1. Code minimum an hour every day for the next 100 days.
2. Tweet your progress every day with the #100DaysOfCode hashtag.
3. Each day, reach out to at least two people on Twitter who are also doing the challenge
100 Days of Code rulebook

Many (aspiring) programming professionals competed in this challenge, sharing their learning journeys in domains from web development, machine learning, or data visualization.

With this blog, I wanted to share two of those learning journeys that stood out for me.

Machine learning

First, there’s Avik Jain’s 100 days of Machine Learning code repository on Github. Avik’s repository contains all learning activities he followed during the 53 days of programming he completed. Some of Avik’s entries really stood out, and I particularly liked his educational infographics:

Just look at the wonderful design and visual aids on this decision tree for dummies infographic, pseudocode and all:

Day 23: Decision trees for dummies. This just looks fabulous right?!

Apart from the infographics, Avik also links to many very well produced tutorials that helped him improve his machine learning skills. Such as the free Python for Data Science Handbook Avik worked through, or this Youtube tutorial on deep learning in Python with Tensorflow and Keras:

Although Avik didn’t seem to have completed the full 100 days, many others did.

Data visualization

I have blogged about Hannah Yan Han‘s 100 days of code project before, but she definately deserves another mention here. Her 100 days revolved around data science, data visualization, and storytelling using both R and Python. You can find her #100DaysOfCode Medium page here, and her associated Github repository here.

For example, one day Hannah explored where instant noodles come from, how they are served, and whether people like them or not.

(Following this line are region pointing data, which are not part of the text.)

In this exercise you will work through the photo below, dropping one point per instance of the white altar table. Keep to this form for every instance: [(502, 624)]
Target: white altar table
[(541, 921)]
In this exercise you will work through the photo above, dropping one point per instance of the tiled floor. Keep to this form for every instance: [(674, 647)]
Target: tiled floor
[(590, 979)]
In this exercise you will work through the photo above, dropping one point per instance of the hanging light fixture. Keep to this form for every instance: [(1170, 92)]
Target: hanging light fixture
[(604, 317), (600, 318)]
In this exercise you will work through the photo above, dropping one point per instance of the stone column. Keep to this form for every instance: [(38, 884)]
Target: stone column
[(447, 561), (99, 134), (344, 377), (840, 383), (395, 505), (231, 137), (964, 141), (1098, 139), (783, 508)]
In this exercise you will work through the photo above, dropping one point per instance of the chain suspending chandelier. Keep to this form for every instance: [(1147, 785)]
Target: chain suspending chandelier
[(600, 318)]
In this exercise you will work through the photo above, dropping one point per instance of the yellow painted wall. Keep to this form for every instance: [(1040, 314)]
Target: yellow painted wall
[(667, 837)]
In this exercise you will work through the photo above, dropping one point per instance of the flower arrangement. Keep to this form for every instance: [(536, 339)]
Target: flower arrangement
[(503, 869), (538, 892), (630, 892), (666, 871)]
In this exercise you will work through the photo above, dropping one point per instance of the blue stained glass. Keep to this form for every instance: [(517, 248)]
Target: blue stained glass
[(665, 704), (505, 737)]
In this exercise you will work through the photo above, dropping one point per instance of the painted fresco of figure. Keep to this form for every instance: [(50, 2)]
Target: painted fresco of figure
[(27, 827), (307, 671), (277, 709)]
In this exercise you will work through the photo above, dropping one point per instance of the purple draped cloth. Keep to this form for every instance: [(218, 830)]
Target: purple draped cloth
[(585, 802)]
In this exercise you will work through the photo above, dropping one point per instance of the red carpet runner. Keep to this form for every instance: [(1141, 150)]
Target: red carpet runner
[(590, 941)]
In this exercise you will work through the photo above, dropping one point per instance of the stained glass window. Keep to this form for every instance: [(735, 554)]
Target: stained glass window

A different day she would examine which sports are the thoughest:

Or how scientific researchers migrate across the globe:

Hannah used many different plot types in those 100 days. Also some lesser known ones, like these upset plots on TED talk data:

Heck, she even made her own R package to generate Mondriaan-like paintings on one of the days:

What I found so great about Hannah’s project is that she picked a novel dataset every couple of days. Moreover, she used a extremely large variety of different visualization formats. All visuals were equally beautiful, but Hannah made sure to pick the right one for the purpose she was trying to serve. If you are interested in data visualization, you seriously should check out Hannah’s 100DaysOfCode Medium page.

Papers with Code: State-of-the-Art

OK, this is a really great find!

The website PapersWithCode.com lists all scientific publications of which the codes are open-sourced on GitHub. Moreover, you can sort these papers by the stars they accumulated on Github over the past days.

The authors, @rbstojnic and @rosstaylor90, just made this in their spare time. Thank you, sirs!

Papers with Code allows you to quickly browse state-of-the-art research on GANs and the code behind them, for instance. Alternatively, you can browse for research and code on sentiment analysis or LSTMs.